There are two main types of data sources that data journalists should be aware of: primary and secondary.
You can think of primary data sources as those that originated the data. Primary sources are thus the ultimate source of any recorded observation. They are also typically the ones able to offer data as close to their original (or “raw”) form as possible — that is, prior to any aggregation or modification. Primary data may include all of the responses and variables from a survey of depression among college students, or the observations from water quality sensors strategically placed around a region.
You can think of secondary data sources as those that have been aggregated or otherwise modified by some third party (not the originators of the data). This may include, for example, a single dataset produced by a non-profit environmental group that combines information from multiple government datasets. It may also include a “cleaned” version of a dataset produced by someone else.

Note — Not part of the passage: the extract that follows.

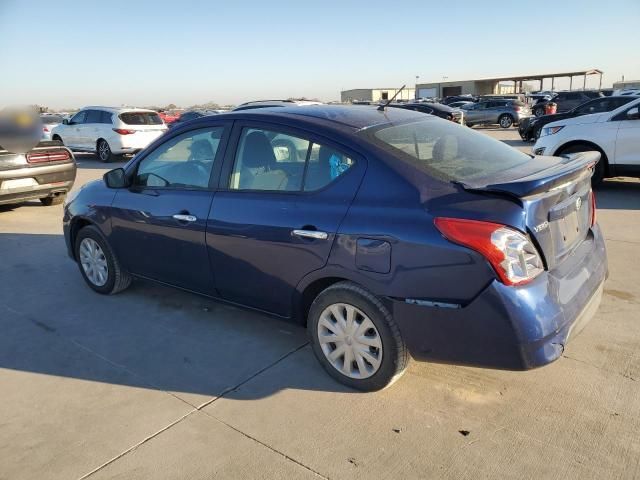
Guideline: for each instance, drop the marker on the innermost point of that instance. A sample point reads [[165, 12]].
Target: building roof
[[593, 71]]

Data journalists will often begin by looking for the original (“raw”) data and obtain it from the primary source. That is because there are several advantages to this strategy.
By working with the original data, you can dig into all potential aspects of those data and not be restricted to what a third party believes is most interesting (e.g., their decision to aggregate data to the state level). Like journalists, the authors of studies, white papers, and reports can only discuss some aspects of the data due to time and space limitations, and they might not focus on the relationships that might be most interesting to the citizens in your community. Similarly, some agencies will chose to only post a portion of their data online in order to (a) reduce the size of the dataset that they have to host and (b) make those data more manageable for ‘regular’ citizens. However, they may be able to provide the complete dataset upon request.
Additionally, by using a primary data source, a third party’s analytical mistake does not have to affect you. Put another way, you can run your own calculations on the primary data and thus have greater confidence that everything is in order, from the quality of the data in the dataset to the way a mathematical operation was executed.
There are also certain advantages to working with secondary data that can make them an alluring option for data journalists.
Doing your own data analysis might be really time-consuming, so a data journalist may want to let someone else do that heavy lifting. Additionally, the third party may be better at analyzing data or have certain subject expertise that a data journalist lacks. For example, a third party may be more capable at detecting and correcting issues in the original data and combining it with outside data to produce a more robust and accurate dataset. In those cases, it might be perfectly sensible to rely on secondary data sources to produce accurate and insightful journalism.
A data journalist simply must be certain they really trust the source of the secondary data and recognize that this option may limit the journalist’s ability to find stories in data and tell them through data. Put another way, there is a lot of useful information that can get lost through the filter of a third party.
Data journalists can also collect data themselves, or rely on a third party to collect the data on their behalf. Indeed, news organizations have won awards for their original data collection efforts, as with the Washington Post’s database on fatal shootings involving police.
Collecting one’s own data has several advantages. The main advantage is that the journalist can choose exactly which variables to get data for and who to get it from. Data journalists will often find that the data they are most interested in have not yet been collected by anyone else. Put another way, there is no data if the journalist does not collect it themselves. Additionally, data journalists can also get the most recent data possible if they do their own data collection. If they rely on existing data, journalists may have to work with information that is months if not years old.
Media organizations may also wish to collect their own data but delegate the task to a trusted third party that is experienced in collecting data. This is often the case with polling data, but it can also involve other tasks. Letting a third party take charge of data collection can yield better data since research consultants tend to have the skills and background necessary to increase the likelihood the data will be representative and robust.
Journalists will generally rely on information collected by some third party, like the U.S. Census Bureau, a sports league, an interest group, or a polling firm. That’s because journalists don’t usually have the time, money, or expertise to collect their own data. Indeed, such data are sometimes free and highly useful, as with much of the data collected by local, state, and federal governments. Put another way, different types of data sources can all be useful for producing data journalism — and much of the data journalism we see today is the result of observations collected by third parties.
Additionally, it is worth nothing that it is not the type of data source that differentiates data journalism from journalism with statistics. Instead, the differentiation comes from what the journalist does with the data. Data journalism involves an original analysis of a dataset — whether collected by the journalist, provided in a “raw” form by a first party, or even aggregated to some extent by a third party — while the latter involves picking out interesting elements from some third party’s data analysis (e.g., a striking quantitative finding from their report).